TSMC, the foundry powerhouse, has emerged as top global chipmaker after its sales surpassed Samsung Electronics’ in the third quarter.

Despite Buffett’s confession to a lack of knowledge about tech companies, his perspective drastically changed over the years. Currently, Apple’s stocks take up the largest share of Berkshire Hathaway’s investment portfolio.

Buffett is famous for his love for Apple. In an interview with CNBC in May, he said he bought more Apple stocks this year but would have bought even more if he could have afforded it. In 2021, Buffett praised Apple CEO Tim Cook for being an excellent leader. “Tim Cook, Apple’s brilliant CEO, quite properly regards users of Apple products as his first love, but all of his other constituencies benefit from Tim’s managerial touch as well,” Buffett wrote in his annual letter to shareholders in February this year.

According to the Financial Times, Berkshire Hathaway is the largest shareholder of Apple as of the third quarter, with a whopping $126.5 billion investment in Apple, followed by $31.2 billion in Bank of America, $24.4 billion in Chevron, $22.4 billion in Coca Cola and $20.5 billion in American Express.

Market watchers say the share of tech stocks makes up nearly a half of Berkshire’s investment portfolio. Most of the tech stocks are from Apple, but they also include hardware companies like HP. Buffett also invested in IPO stocks of Snowflake, a cloud database company, while reducing the share of Activision Blizzard stocks in his portfolio in the third quarter.

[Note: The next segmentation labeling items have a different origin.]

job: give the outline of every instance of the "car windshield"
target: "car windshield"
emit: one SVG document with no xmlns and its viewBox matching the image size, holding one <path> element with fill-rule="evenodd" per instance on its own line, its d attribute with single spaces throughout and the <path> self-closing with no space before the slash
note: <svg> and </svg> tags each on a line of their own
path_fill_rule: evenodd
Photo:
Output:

Buffett sold IBM stocks, citing its challenges from competitors. In 2011, he bought Intel stocks and sold them the following year.
 
Berkshire Hathaway Chairman Warren Buffett walks through the exhibit hall as shareholders gather to hear from the billionaire investor at the investment company’s annual shareholder meeting in Omaha, Nebraska in 2019. [REUTERS/YONHAP]


Recently, TSMC has been added to Buffett’s remarkable tech portfolio. Market insiders expect the size of his TSMC stocks to rank in the Top 10 among all stocks owned by Berkshire Hathaway. Given a lack of massive investments in tech companies over the past six years — and the plunging price of TSMC shares by more than 40 percent this year — Buffett’s investment in TSMC carries great significance. Considering his uniquely cautious investment style, the decision represents his confidence in the future of the Taiwanese chipmaker.

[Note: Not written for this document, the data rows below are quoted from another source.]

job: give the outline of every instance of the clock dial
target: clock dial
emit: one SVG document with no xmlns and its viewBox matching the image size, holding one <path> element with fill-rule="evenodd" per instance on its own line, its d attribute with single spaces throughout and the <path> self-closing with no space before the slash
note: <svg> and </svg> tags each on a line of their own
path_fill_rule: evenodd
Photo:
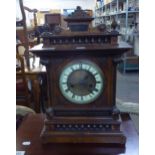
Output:
<svg viewBox="0 0 155 155">
<path fill-rule="evenodd" d="M 63 96 L 77 104 L 91 103 L 103 90 L 104 77 L 100 68 L 87 60 L 69 63 L 60 74 Z"/>
</svg>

Buffett has made the choice amid TSMC’s somewhat diluted geopolitical risks from China’s possible invasion of Taiwan. TSMC is to soon complete a chip factory in Arizona and start to manufacture cutting-edge 5 nanometer chips in the plant from 2024. Apple CEO Tim Cook promised to get chips from the Arizona plant.

U.S. President Joe Biden and TSMC founder Morris Chang will attend a glitzy ribbon-cutting ceremony at the Arizona factory scheduled in early December. TSMC will receive $50 billion incentives from the U.S. The Chips Plus Act is aimed at bolstering American semiconductor research, development and production to help stabilize chip supplies.

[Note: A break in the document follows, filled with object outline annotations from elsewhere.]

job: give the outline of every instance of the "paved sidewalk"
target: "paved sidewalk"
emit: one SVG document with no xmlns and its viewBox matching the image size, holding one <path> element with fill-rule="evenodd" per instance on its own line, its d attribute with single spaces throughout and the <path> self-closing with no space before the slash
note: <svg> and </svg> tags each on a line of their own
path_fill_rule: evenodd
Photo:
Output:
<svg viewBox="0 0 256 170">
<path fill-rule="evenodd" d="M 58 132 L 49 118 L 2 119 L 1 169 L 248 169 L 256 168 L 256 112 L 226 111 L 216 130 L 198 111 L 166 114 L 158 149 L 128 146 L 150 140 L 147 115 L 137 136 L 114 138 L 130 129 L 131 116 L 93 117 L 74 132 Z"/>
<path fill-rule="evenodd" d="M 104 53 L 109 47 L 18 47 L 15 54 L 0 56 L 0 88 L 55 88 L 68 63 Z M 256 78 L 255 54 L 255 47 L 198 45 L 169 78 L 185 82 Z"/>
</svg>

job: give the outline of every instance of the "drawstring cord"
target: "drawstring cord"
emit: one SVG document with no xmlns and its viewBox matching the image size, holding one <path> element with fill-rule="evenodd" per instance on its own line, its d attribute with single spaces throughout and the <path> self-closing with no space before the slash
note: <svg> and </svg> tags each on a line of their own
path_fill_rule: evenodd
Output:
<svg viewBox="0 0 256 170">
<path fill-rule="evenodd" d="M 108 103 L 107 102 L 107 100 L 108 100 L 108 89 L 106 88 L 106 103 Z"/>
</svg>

TSMC is accelerating localization of its chip production. On Nov. 9, the Wall Street Journal reported that TSMC will build additional production lines in Arizona by spending $12 billion, nearly the same amount as the cost for the ongoing construction of the factory currently under construction.

Samsung Electronics Chairman Lee Jae-yong pledged to let the company become the No. 1 global chipmaker, as he understands the limits of memory chips, which are vulnerable to capricious market cycles, and as he knows well the brighter future of non-memory chips. As a latecomer in the new market, Samsung achieved an enormous technological leap in such areas as the Gate-All-Around (GAA) fabrication process. But due to its comparative disadvantages in the stable supply of non-memory chips and a lack of customers, Samsung Electronics has to narrow the gap with TSMC as soon as possible.

Thanks to Buffett’s choice, TSMC can consolidate its position as the king of the non-memory sector. Samsung Electronics has to compete with TSMC now, based on its unrivaled competency to stably manufacture sophisticated chips — and widen the gap with its competitors once Samsung gains the upper hand.